Lorsqu'une jeune femme parisienne née au Maroc d'un père juif arabe et d'une mère réfugiée espagnole rencontre une jeune femme marocaine bruxelloise aux racines aussi multiples, préoccupée depuis toujours de ses origines, elles vont immanquablement remonter ensemble vers la source de leur culture tronquée, perturbée ; pallier au long de ce parcours originel, les vides laissés par leur errance familiale ; "témoigner", "rapporter", "fixer" la mémoire des autres, la leur par voie de conséquence : non pas faire œuvre de militantes, ni de sociologues ; mais créer un lien affectif, de solidarité et d'échange. En ce sens, "Les mains de Khadouj", première photographie de Joss Dray à accompagner un texte de Leila Houari, sont on ne peut plus symboliques ! 

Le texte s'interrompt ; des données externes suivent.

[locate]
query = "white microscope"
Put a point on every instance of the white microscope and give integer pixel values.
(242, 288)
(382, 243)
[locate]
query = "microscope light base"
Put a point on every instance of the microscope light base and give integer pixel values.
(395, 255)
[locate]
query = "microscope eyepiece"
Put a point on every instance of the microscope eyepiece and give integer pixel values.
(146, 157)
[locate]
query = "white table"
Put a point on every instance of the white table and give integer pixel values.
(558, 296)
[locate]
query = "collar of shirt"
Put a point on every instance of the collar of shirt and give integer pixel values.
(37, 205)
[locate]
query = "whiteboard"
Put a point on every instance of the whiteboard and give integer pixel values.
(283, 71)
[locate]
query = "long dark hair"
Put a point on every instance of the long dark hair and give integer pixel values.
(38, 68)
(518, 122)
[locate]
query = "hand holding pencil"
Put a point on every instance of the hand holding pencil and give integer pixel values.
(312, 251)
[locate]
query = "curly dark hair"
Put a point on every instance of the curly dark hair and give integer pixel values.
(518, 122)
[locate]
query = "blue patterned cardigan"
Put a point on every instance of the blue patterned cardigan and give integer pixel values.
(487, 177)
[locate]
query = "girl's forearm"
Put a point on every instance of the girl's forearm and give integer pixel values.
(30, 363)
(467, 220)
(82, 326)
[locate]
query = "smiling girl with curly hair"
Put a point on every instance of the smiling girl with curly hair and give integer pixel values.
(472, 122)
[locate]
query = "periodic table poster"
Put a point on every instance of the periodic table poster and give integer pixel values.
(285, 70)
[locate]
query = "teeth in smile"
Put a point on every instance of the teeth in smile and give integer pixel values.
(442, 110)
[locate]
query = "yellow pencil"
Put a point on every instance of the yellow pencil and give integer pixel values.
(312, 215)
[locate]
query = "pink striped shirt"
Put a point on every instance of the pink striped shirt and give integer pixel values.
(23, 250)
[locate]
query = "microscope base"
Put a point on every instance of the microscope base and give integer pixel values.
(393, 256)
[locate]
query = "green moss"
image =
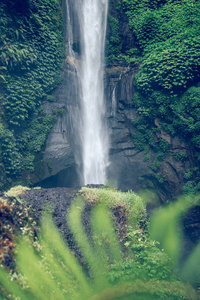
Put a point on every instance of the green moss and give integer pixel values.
(32, 49)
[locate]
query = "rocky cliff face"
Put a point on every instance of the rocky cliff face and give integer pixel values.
(127, 168)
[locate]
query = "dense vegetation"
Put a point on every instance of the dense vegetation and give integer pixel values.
(124, 263)
(31, 51)
(166, 37)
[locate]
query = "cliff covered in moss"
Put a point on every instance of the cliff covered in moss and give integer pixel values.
(162, 39)
(31, 52)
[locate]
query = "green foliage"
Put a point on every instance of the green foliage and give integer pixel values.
(166, 228)
(31, 47)
(181, 156)
(171, 66)
(113, 42)
(52, 271)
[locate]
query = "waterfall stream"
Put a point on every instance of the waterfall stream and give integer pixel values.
(93, 21)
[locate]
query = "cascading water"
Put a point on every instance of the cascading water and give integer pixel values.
(93, 20)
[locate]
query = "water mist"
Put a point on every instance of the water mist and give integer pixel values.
(93, 21)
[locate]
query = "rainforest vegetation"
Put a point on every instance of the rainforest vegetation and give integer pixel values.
(167, 46)
(31, 53)
(118, 255)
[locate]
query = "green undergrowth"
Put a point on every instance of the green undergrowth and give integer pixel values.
(130, 201)
(48, 269)
(31, 47)
(166, 36)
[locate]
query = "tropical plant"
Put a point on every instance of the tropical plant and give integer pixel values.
(101, 270)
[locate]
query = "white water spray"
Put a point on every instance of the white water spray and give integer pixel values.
(93, 21)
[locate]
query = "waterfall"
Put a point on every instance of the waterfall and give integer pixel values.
(93, 21)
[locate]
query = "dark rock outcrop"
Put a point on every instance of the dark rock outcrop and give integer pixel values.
(127, 168)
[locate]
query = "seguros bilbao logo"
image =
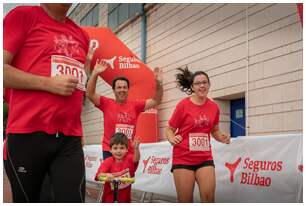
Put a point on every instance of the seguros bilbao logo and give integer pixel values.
(250, 171)
(154, 165)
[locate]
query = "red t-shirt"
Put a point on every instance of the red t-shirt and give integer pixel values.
(119, 118)
(4, 150)
(45, 47)
(194, 124)
(126, 168)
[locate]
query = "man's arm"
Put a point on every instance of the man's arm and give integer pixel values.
(92, 82)
(150, 103)
(88, 61)
(18, 79)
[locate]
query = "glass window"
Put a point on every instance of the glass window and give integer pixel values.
(95, 16)
(123, 13)
(119, 13)
(91, 18)
(113, 19)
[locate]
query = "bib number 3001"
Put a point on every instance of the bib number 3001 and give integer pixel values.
(61, 65)
(199, 142)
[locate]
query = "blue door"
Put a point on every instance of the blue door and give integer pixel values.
(238, 117)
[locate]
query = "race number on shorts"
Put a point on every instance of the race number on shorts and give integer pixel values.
(198, 142)
(125, 129)
(61, 65)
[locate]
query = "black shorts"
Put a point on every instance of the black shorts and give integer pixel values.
(193, 167)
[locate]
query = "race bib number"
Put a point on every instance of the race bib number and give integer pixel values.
(122, 174)
(61, 65)
(125, 129)
(199, 142)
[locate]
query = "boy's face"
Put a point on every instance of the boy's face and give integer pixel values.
(118, 151)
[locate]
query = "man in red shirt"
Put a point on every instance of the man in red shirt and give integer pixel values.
(44, 55)
(120, 115)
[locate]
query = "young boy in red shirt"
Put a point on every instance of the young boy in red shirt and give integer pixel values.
(121, 164)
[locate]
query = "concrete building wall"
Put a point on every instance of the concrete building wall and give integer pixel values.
(213, 38)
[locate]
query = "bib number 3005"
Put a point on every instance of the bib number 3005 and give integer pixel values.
(199, 142)
(61, 65)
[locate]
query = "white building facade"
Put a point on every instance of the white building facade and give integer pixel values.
(253, 54)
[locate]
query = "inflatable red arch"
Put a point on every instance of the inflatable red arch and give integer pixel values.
(122, 62)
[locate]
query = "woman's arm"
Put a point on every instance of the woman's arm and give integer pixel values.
(220, 136)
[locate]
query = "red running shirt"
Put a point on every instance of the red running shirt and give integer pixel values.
(194, 124)
(119, 118)
(126, 168)
(44, 47)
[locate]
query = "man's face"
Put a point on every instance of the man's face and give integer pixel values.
(121, 91)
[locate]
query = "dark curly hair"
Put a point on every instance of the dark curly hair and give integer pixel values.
(184, 79)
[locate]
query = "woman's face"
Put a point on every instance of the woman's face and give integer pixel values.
(200, 85)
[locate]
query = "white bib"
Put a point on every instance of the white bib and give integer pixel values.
(125, 129)
(121, 185)
(199, 142)
(61, 65)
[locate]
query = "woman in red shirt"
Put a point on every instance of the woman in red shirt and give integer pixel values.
(192, 122)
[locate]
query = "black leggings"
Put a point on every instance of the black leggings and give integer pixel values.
(31, 156)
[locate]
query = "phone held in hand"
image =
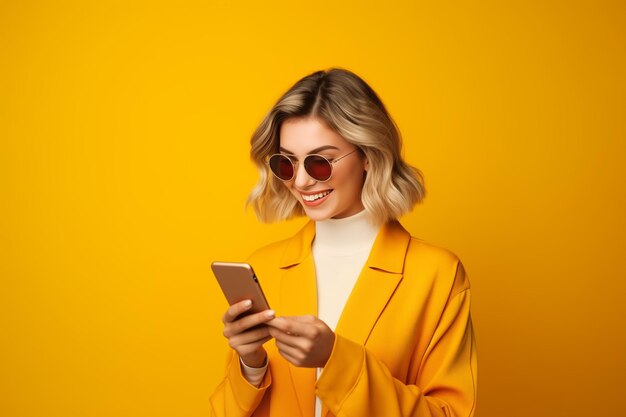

Désireuses de mettre à l'épreuve leurs implications similaires, les deux artistes sont, dans leurs expressions différentes et néanmoins parallèles, parties à la recherche des femmes maghrébines.  Quel chemin pour gagner la confiance de femmes parfois illettrées, souvent effrayées de braver les tabous religieux en livrant leur visage ; les amener à se raconter devant deux inconnues forcément intellectuelles ! C'est pourquoi il a fallu des années pour que naissent "intimement" ces portraits. Mais au fil du temps, les relations se sont détendues, sont devenues chaleureuses. De la cérémonie du thé, du lourd cabas au bout des bras, à la réunion syndicaliste…, des portes se sont ouvertes ; des bribes de luttes anonymes se sont exprimées ; des récits de vies ont enrichi par leur humour ou leur détresse, des rencontres devenues amicales.

 

          Toute cette démarche "vers" est inscrite dans les photographies de Joss Dray et les transcriptions de dialogues de Leila Houari. Ayant le sentiment d'avoir trouvé un écho à leur propre questionnement, elles ont appris à capter tel regard nostalgique, tel clin d'œil complice ; souligner tel petit détail ethnologique, incongru pour un regard étranger ; partager solitudes et joies de femmes qui ont réussi à faire de leur exil une richesse plutôt qu'une peur ; porter sur ces scènes de l'immigration un regard complexe, non réducteur parce que dépourvu de préjugés. Avec la certitude d'"être" profondément dans "leur" histoire, d'avoir trouvé la trace de leurs racines perdues, le sentiment, même "ailleurs" d'arriver enfin "chez elles". 

Jeanine RIVAIS

 

"FEMMES AUX MILLE PORTES" :  Sous ce même titre a été publié à l'automne de 1996 un livre édité par le Collectif "Au nom de la Mémoire" et les éditions EPO (Diffusion Syros) : photographies de Joss Dray, textes de Leila Houari.

 

CE TEXTE A ETE ECRIT EN 1996 A L'OCCASION DE L'EXPOSITION "FEMMES AUX MILLE PORTES"A L'UDAC PARIS.